Setting LD_LIBRARY_PATH from inside Python

Yaroslav Bulatov picture Yaroslav Bulatov · Jul 1, 2011 · Viewed 43k times · Source

Is there a way to set specify during runtime where Python looks for shared libraries?

I have fontforge.so located in fontforge_bin and tried the following

os.environ['LD_LIBRARY_PATH']='fontforge_bin'
sys.path.append('fontforge_bin')
import fontforge

and get

ImportError: fontforge_bin/fontforge.so: cannot open shared object file: No such file or directory

Doing ldd on fontforge_bin/fontforge.so gives the following

linux-vdso.so.1 =>  (0x00007fff2050c000)
libpthread.so.0 => /lib/libpthread.so.0 (0x00007f10ffdef000)
libc.so.6 => /lib/libc.so.6 (0x00007f10ffa6c000)
/lib64/ld-linux-x86-64.so.2 (0x00007f110022d000)

Answer

Will Pierce picture Will Pierce · Aug 23, 2014

Your script can check for the existence/properness of the environment variable before you import your module, then set it in os.environ if it is missing, and then call os.execv() to restart the python interpreter using the same command line arguments but an updated set of environment variables.

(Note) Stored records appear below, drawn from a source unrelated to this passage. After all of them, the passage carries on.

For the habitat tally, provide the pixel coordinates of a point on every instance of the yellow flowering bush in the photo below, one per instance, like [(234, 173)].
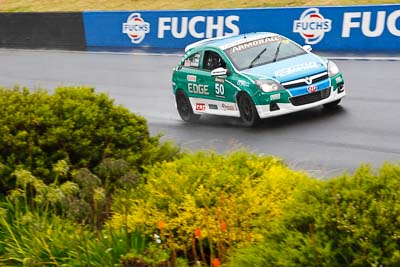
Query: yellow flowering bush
[(207, 202)]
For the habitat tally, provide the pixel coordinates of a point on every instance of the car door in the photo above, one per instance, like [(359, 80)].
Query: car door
[(221, 88)]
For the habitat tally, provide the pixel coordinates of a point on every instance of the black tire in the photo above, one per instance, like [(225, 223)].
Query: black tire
[(248, 112), (332, 105), (185, 108)]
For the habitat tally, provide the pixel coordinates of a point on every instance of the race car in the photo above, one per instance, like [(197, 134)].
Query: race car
[(253, 76)]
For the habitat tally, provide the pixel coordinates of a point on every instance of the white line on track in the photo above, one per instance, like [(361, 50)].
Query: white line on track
[(163, 54)]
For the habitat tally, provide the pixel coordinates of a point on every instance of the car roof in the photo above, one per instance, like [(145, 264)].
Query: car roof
[(230, 41)]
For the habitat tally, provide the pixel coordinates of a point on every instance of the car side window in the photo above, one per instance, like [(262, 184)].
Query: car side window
[(192, 61), (213, 60)]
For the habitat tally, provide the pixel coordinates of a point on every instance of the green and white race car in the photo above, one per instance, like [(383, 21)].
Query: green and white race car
[(253, 76)]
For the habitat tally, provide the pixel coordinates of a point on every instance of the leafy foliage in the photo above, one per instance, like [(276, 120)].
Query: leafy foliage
[(347, 221), (76, 125), (204, 205)]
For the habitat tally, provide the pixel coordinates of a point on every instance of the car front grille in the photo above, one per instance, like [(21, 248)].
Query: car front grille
[(311, 98), (302, 82)]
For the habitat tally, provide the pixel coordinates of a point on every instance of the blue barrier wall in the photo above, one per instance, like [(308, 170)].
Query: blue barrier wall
[(362, 28)]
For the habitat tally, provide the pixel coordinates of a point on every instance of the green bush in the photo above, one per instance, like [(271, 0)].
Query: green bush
[(347, 221), (202, 206), (74, 124)]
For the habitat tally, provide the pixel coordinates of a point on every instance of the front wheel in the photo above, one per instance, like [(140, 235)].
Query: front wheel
[(332, 105), (185, 108), (248, 112)]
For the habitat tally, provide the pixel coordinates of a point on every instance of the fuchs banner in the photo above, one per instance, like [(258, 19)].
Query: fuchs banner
[(373, 28)]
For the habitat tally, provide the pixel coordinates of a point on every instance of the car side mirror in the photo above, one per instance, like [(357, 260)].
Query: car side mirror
[(308, 48), (220, 72)]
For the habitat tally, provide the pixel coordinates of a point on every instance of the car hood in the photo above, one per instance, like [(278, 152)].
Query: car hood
[(289, 69)]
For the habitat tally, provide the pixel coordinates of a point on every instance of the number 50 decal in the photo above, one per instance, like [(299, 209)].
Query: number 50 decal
[(219, 89)]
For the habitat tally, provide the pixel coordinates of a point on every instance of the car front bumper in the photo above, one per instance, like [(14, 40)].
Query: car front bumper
[(277, 109)]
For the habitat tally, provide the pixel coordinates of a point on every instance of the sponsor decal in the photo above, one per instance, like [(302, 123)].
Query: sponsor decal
[(201, 89), (191, 78), (308, 80), (219, 90), (254, 43), (212, 106), (219, 80), (198, 26), (312, 88), (296, 68), (243, 83), (136, 28), (228, 107), (356, 20), (312, 26), (275, 97), (200, 106)]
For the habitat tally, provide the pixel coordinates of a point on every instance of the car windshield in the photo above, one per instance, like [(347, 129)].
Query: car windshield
[(262, 51)]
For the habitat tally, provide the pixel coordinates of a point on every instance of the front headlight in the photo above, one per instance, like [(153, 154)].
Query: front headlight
[(268, 85), (332, 69)]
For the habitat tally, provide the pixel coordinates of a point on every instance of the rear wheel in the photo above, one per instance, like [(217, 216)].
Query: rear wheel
[(332, 105), (185, 108), (248, 112)]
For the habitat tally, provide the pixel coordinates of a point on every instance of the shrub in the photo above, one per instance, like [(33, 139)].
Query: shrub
[(74, 124), (347, 221), (32, 234), (202, 206)]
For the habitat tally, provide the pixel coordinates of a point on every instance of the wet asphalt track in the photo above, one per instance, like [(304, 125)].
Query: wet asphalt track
[(366, 128)]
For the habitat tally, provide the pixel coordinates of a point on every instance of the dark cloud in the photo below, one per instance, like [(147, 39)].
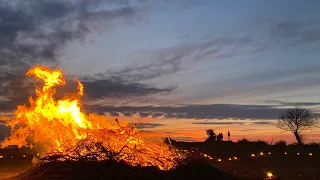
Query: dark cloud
[(218, 123), (283, 103), (213, 111), (100, 88), (166, 66), (155, 115), (295, 33), (145, 125), (262, 122), (35, 31)]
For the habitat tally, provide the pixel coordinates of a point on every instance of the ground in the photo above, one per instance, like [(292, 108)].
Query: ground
[(290, 166)]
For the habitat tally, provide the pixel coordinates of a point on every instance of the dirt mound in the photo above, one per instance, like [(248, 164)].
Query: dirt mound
[(115, 170)]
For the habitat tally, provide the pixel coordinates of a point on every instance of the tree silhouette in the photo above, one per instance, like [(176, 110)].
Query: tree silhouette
[(296, 120), (212, 137)]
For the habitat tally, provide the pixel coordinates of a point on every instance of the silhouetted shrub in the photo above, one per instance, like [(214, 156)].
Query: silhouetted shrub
[(313, 145), (281, 143)]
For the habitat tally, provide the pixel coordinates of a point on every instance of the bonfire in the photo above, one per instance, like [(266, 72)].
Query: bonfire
[(59, 129)]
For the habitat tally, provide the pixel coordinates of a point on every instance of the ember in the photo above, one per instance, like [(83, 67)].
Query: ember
[(60, 130)]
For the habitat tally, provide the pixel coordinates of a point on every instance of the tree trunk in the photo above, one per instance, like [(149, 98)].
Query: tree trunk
[(298, 137)]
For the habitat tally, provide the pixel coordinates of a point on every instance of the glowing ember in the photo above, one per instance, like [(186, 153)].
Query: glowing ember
[(269, 175), (54, 127)]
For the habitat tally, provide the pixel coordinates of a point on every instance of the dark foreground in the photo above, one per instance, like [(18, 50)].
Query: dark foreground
[(115, 170)]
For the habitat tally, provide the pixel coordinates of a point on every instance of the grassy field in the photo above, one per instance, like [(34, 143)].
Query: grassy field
[(289, 166), (10, 168)]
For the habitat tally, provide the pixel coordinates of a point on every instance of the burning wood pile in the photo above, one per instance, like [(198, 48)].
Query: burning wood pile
[(59, 130)]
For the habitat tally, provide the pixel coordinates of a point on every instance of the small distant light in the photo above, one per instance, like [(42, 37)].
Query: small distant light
[(269, 175)]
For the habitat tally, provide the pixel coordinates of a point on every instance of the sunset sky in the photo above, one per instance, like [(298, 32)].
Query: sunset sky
[(177, 67)]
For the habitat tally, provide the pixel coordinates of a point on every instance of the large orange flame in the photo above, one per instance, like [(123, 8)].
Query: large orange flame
[(51, 125)]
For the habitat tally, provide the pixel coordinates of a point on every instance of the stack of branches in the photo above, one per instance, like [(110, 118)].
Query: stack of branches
[(85, 150), (122, 144)]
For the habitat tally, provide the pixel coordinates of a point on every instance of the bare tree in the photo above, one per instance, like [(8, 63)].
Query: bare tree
[(212, 137), (296, 120)]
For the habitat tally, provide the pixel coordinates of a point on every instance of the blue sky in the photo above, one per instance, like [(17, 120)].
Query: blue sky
[(260, 50), (253, 57)]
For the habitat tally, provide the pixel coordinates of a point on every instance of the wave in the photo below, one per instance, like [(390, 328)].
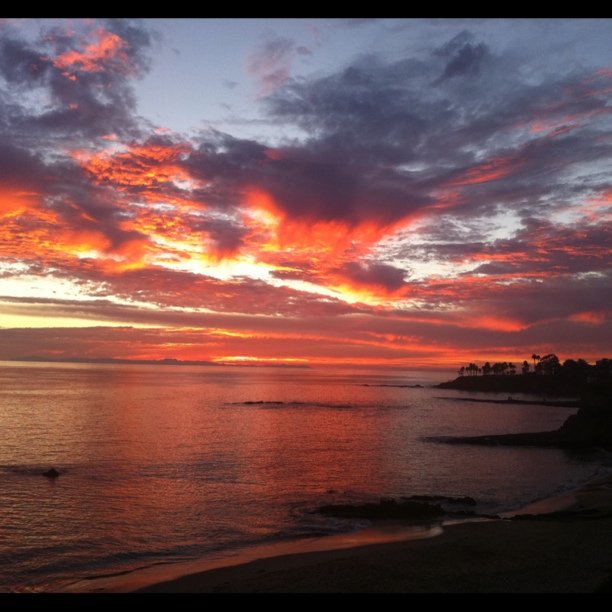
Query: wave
[(279, 404)]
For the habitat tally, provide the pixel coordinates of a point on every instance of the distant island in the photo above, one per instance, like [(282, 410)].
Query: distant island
[(590, 427), (167, 361)]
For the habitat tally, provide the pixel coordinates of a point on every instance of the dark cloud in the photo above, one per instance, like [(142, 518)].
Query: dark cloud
[(385, 276), (463, 56)]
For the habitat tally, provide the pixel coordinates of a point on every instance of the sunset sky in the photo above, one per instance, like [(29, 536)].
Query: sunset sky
[(400, 192)]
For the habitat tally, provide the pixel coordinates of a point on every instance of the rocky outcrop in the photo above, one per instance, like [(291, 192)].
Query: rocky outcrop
[(590, 427), (385, 509)]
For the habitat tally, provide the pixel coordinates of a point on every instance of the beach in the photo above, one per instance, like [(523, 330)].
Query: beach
[(563, 551)]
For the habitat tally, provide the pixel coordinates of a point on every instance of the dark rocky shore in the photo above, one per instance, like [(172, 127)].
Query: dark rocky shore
[(590, 427)]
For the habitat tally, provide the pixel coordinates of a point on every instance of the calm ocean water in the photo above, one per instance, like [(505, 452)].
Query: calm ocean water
[(162, 464)]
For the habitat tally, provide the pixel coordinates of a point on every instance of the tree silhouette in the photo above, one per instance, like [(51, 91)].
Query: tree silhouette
[(525, 367)]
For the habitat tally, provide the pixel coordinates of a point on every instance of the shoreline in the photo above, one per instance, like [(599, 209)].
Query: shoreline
[(283, 566), (556, 551)]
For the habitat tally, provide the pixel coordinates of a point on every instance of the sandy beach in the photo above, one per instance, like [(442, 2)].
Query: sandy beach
[(568, 550)]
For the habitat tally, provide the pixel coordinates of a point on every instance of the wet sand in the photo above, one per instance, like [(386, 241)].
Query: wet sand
[(568, 550)]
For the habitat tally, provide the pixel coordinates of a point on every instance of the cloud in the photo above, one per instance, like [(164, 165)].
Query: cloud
[(271, 62), (463, 56), (448, 200)]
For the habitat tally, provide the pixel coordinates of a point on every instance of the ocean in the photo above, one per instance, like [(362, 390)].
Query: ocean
[(168, 464)]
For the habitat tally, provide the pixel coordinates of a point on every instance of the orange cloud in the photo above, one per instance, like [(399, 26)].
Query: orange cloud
[(590, 317), (93, 57)]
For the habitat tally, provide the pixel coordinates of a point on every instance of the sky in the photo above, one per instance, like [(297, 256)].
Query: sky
[(403, 193)]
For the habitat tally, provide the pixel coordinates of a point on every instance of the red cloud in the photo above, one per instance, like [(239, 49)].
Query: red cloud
[(94, 57)]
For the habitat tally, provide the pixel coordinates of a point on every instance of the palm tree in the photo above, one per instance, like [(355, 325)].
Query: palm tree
[(525, 367)]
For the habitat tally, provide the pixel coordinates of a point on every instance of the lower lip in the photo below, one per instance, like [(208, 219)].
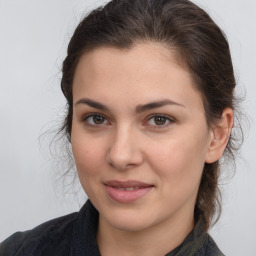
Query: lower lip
[(122, 196)]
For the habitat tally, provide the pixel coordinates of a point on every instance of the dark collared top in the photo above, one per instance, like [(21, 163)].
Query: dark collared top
[(75, 235)]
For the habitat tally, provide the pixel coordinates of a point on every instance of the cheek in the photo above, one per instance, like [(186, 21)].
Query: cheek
[(179, 159), (87, 153)]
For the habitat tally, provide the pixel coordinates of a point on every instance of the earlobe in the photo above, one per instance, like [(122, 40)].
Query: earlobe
[(219, 136)]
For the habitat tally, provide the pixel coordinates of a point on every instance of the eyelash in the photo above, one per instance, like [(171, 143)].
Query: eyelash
[(168, 119)]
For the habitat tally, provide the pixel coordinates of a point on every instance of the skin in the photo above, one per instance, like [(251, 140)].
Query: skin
[(168, 153)]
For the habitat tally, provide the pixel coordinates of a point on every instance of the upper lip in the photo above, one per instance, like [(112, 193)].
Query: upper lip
[(126, 184)]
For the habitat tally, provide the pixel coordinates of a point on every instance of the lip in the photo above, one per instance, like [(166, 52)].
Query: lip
[(119, 190)]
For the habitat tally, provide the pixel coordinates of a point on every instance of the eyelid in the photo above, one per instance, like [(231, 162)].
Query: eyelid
[(86, 116), (169, 118)]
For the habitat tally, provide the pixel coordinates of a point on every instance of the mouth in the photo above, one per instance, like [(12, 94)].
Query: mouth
[(127, 191)]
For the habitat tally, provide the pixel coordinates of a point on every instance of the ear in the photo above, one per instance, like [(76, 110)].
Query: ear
[(219, 136)]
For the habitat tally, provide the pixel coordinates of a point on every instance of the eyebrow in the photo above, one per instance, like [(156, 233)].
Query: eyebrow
[(139, 108)]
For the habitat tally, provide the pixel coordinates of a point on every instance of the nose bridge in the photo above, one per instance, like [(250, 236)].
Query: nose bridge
[(124, 148)]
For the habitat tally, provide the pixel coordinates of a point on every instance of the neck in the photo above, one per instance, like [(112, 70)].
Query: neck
[(157, 240)]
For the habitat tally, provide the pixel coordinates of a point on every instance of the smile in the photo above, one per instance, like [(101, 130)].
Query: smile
[(126, 192)]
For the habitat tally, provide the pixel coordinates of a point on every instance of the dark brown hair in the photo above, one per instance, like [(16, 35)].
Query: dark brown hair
[(200, 45)]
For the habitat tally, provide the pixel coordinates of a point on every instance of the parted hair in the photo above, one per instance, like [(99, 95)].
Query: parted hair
[(200, 46)]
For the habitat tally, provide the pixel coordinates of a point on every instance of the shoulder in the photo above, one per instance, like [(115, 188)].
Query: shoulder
[(56, 231)]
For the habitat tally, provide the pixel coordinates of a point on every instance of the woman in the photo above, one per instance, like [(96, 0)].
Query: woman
[(150, 94)]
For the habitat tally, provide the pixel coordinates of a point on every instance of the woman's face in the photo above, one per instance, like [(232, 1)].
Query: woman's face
[(139, 136)]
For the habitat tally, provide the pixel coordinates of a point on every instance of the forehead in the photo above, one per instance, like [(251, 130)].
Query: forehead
[(144, 72)]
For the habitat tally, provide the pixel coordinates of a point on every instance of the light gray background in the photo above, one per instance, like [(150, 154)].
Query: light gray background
[(33, 41)]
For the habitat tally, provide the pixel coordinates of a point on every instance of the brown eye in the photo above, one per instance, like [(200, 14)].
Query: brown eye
[(95, 120), (98, 119), (160, 120)]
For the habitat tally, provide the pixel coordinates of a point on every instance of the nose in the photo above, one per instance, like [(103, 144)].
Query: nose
[(124, 151)]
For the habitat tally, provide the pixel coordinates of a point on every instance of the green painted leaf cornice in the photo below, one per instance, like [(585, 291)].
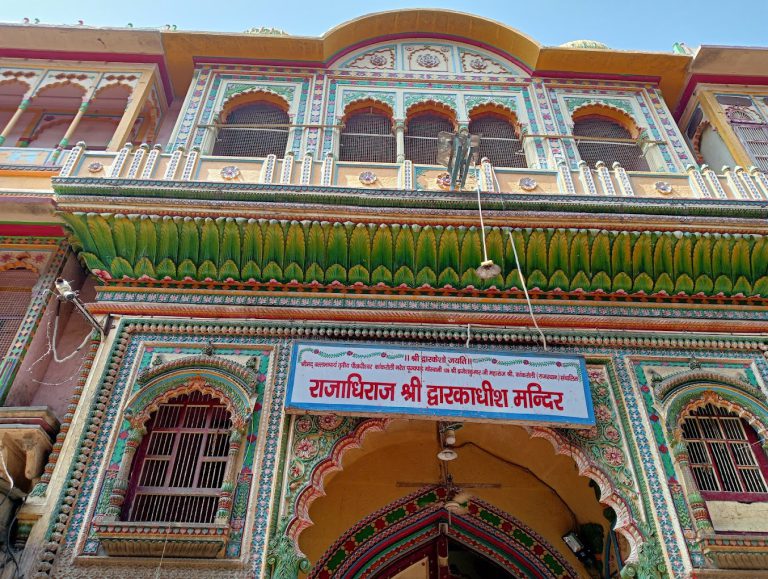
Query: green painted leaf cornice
[(80, 190), (168, 249)]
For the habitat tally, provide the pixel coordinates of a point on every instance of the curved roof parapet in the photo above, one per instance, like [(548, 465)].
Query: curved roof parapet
[(431, 23), (585, 44), (266, 30)]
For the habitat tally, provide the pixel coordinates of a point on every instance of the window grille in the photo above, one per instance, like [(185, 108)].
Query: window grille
[(754, 137), (367, 137), (593, 149), (181, 462), (720, 448), (15, 294), (498, 141), (421, 138), (267, 136)]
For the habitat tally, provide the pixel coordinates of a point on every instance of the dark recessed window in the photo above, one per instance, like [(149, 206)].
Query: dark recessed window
[(180, 465), (257, 130)]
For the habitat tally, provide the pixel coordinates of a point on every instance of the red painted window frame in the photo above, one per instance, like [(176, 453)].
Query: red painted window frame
[(139, 461), (760, 459)]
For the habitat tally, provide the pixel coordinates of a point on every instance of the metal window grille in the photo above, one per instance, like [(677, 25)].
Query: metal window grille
[(421, 137), (593, 149), (15, 293), (180, 464), (256, 141), (498, 141), (754, 137), (367, 137), (720, 451)]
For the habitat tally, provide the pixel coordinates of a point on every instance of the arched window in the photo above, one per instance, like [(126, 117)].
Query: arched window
[(498, 140), (258, 129), (367, 137), (600, 144), (180, 465), (421, 136), (724, 452), (752, 132)]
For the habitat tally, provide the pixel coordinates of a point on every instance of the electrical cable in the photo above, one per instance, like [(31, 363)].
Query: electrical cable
[(519, 269), (53, 341), (6, 545), (574, 520)]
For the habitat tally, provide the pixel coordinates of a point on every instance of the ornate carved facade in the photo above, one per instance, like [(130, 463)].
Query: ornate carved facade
[(212, 211)]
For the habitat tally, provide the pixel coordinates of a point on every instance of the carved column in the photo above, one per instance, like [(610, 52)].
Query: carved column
[(120, 487), (696, 502), (228, 486), (16, 116), (400, 139), (75, 122)]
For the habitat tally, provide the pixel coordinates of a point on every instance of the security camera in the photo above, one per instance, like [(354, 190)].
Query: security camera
[(65, 290)]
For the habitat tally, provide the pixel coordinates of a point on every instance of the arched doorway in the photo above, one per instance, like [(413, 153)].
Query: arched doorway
[(522, 478)]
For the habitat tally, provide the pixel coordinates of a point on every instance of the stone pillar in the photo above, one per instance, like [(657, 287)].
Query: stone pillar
[(120, 487), (400, 140), (697, 504), (73, 125), (16, 116), (228, 485)]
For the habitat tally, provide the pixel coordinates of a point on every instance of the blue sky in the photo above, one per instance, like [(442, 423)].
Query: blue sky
[(648, 25)]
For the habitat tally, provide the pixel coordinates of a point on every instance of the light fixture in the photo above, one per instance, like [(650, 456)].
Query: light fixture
[(452, 506), (447, 454), (487, 269), (578, 548), (67, 294), (457, 151)]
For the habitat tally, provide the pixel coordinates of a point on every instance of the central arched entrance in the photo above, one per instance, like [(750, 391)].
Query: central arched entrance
[(521, 497), (418, 537)]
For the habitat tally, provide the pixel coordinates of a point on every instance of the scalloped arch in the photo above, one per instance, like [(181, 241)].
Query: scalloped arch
[(429, 105), (490, 108), (60, 84), (250, 96), (738, 402), (66, 121), (696, 140), (667, 387), (371, 100), (405, 524), (15, 80), (626, 524), (609, 495), (219, 378), (316, 488), (601, 109), (113, 85)]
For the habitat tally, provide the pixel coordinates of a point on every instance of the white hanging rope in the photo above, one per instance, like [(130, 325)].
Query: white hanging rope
[(480, 211), (53, 342), (7, 472), (525, 291)]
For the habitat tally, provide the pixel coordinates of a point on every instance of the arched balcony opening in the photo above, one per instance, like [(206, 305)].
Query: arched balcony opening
[(422, 129), (367, 135), (49, 115), (500, 139), (609, 138), (253, 129)]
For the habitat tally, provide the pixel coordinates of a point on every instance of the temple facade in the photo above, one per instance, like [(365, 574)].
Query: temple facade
[(419, 298)]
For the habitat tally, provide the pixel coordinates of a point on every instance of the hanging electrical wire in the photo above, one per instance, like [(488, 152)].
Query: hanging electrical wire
[(489, 270)]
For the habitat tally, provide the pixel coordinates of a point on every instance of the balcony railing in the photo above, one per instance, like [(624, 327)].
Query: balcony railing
[(151, 164)]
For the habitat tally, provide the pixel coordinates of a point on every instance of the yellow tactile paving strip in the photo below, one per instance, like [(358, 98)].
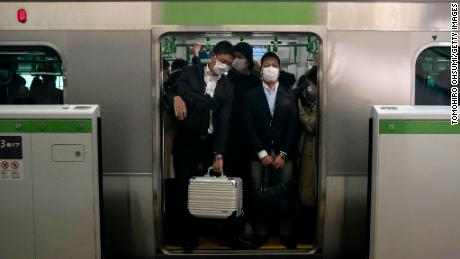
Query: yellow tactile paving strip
[(210, 243)]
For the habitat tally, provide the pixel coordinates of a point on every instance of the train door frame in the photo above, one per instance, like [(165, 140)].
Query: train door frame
[(52, 46), (414, 63), (157, 161)]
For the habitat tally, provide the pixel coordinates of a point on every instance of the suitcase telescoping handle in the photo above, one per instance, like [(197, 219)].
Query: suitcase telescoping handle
[(209, 171)]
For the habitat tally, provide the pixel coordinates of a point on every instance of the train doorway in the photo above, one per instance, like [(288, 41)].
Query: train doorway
[(30, 74), (301, 63)]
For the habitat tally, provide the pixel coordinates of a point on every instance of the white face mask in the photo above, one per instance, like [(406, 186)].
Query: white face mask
[(220, 68), (312, 92), (240, 64), (270, 74)]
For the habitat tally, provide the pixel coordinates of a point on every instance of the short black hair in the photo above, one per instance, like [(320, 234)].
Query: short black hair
[(178, 63), (166, 64), (270, 55), (224, 47), (286, 78)]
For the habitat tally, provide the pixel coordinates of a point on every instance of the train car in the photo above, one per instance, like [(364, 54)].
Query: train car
[(111, 54)]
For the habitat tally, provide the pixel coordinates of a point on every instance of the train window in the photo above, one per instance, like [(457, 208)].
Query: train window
[(30, 75), (299, 58), (432, 77)]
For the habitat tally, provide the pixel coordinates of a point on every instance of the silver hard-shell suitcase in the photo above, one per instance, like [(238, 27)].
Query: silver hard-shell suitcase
[(217, 197)]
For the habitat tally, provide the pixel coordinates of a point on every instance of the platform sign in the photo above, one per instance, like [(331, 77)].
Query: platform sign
[(11, 158)]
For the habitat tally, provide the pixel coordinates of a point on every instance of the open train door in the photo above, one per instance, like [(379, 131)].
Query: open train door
[(299, 48)]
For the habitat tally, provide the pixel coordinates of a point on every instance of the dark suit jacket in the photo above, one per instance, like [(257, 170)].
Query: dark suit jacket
[(277, 133), (191, 87)]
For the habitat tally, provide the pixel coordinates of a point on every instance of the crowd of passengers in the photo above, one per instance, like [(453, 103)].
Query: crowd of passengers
[(13, 90), (249, 120)]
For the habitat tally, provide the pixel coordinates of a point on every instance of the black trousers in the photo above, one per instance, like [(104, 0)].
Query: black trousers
[(189, 153)]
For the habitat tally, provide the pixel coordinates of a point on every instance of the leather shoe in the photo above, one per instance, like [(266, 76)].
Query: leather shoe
[(233, 243), (258, 241)]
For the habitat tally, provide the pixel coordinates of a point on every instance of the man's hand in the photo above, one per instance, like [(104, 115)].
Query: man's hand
[(279, 162), (180, 109), (196, 49), (218, 165), (267, 160)]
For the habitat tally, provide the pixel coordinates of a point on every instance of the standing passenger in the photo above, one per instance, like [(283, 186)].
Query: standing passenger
[(308, 113), (270, 116), (239, 157), (203, 107)]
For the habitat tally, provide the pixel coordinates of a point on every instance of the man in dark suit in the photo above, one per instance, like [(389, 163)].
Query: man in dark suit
[(202, 103), (270, 115)]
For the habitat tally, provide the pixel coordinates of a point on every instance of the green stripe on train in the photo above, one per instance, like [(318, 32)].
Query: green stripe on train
[(417, 127), (45, 126), (238, 12)]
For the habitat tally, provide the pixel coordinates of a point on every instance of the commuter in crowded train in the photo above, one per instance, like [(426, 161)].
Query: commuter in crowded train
[(271, 120), (202, 107), (287, 79), (308, 114), (238, 160), (12, 85)]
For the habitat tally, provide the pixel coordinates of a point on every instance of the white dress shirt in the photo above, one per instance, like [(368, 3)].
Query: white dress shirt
[(211, 83), (270, 94)]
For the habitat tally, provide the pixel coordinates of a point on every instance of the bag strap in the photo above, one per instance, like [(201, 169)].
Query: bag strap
[(209, 171)]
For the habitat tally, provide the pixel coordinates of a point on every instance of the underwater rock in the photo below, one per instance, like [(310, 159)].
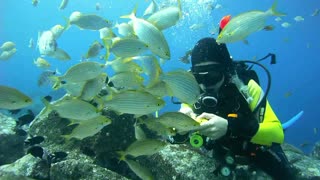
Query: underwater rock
[(95, 157), (11, 143), (27, 166), (307, 167), (315, 153), (182, 162), (79, 169)]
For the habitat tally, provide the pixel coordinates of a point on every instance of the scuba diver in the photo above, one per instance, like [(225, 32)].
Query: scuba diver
[(238, 119)]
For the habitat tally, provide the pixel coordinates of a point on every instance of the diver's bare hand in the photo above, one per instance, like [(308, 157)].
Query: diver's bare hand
[(215, 127)]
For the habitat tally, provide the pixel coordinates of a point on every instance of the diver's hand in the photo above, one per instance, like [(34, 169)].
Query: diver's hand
[(215, 127)]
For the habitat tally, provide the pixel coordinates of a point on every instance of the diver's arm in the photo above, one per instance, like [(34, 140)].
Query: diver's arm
[(186, 109), (269, 130)]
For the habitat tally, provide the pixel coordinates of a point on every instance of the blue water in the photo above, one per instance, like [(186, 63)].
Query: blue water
[(294, 77)]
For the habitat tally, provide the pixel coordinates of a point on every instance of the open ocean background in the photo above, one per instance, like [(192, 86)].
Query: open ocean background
[(294, 78)]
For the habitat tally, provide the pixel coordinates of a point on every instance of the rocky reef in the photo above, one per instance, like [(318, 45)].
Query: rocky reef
[(96, 157)]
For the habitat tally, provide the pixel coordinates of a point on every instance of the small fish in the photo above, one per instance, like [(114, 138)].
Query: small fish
[(139, 133), (182, 123), (26, 119), (31, 43), (223, 22), (94, 50), (195, 27), (21, 132), (63, 4), (278, 19), (142, 147), (88, 128), (7, 46), (127, 80), (159, 89), (150, 35), (305, 144), (298, 18), (13, 99), (218, 6), (98, 6), (166, 17), (134, 102), (74, 89), (152, 8), (57, 31), (92, 87), (241, 26), (106, 33), (45, 155), (125, 29), (41, 62), (80, 72), (60, 54), (128, 47), (186, 58), (6, 55), (35, 3), (151, 67), (34, 140), (182, 85), (73, 109), (44, 78), (287, 94), (46, 43), (141, 171), (124, 65), (158, 128), (285, 24), (88, 21), (315, 12)]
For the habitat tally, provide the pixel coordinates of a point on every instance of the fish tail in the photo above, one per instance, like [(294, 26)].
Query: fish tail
[(273, 10), (46, 104), (67, 26), (180, 10), (132, 15), (122, 155), (107, 43), (66, 137), (57, 82)]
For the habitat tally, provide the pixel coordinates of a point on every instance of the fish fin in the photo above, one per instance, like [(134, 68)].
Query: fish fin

This is only advisable before any other imports (other than os and sys), because of potential module-import side-effects, like opened file descriptors or sockets, which may be challenging to close cleanly.

This code sets LD_LIBRARY_PATH and ORACLE_HOME:

#!/usr/bin/python
import os, sys
if 'LD_LIBRARY_PATH' not in os.environ:
    os.environ['LD_LIBRARY_PATH'] = '/usr/lib/oracle/XX.Y/client64/lib'
    os.environ['ORACLE_HOME'] = '/usr/lib/oracle/XX.Y/client64'
    try:
        os.execv(sys.argv[0], sys.argv)
    except Exception, exc:
        print 'Failed re-exec:', exc
        sys.exit(1)
#
# import yourmodule
print 'Success:', os.environ['LD_LIBRARY_PATH']
# your program goes here

It's probably cleaner to set that environment variable as part of the starting environment (in the parent process or systemd/etc job file).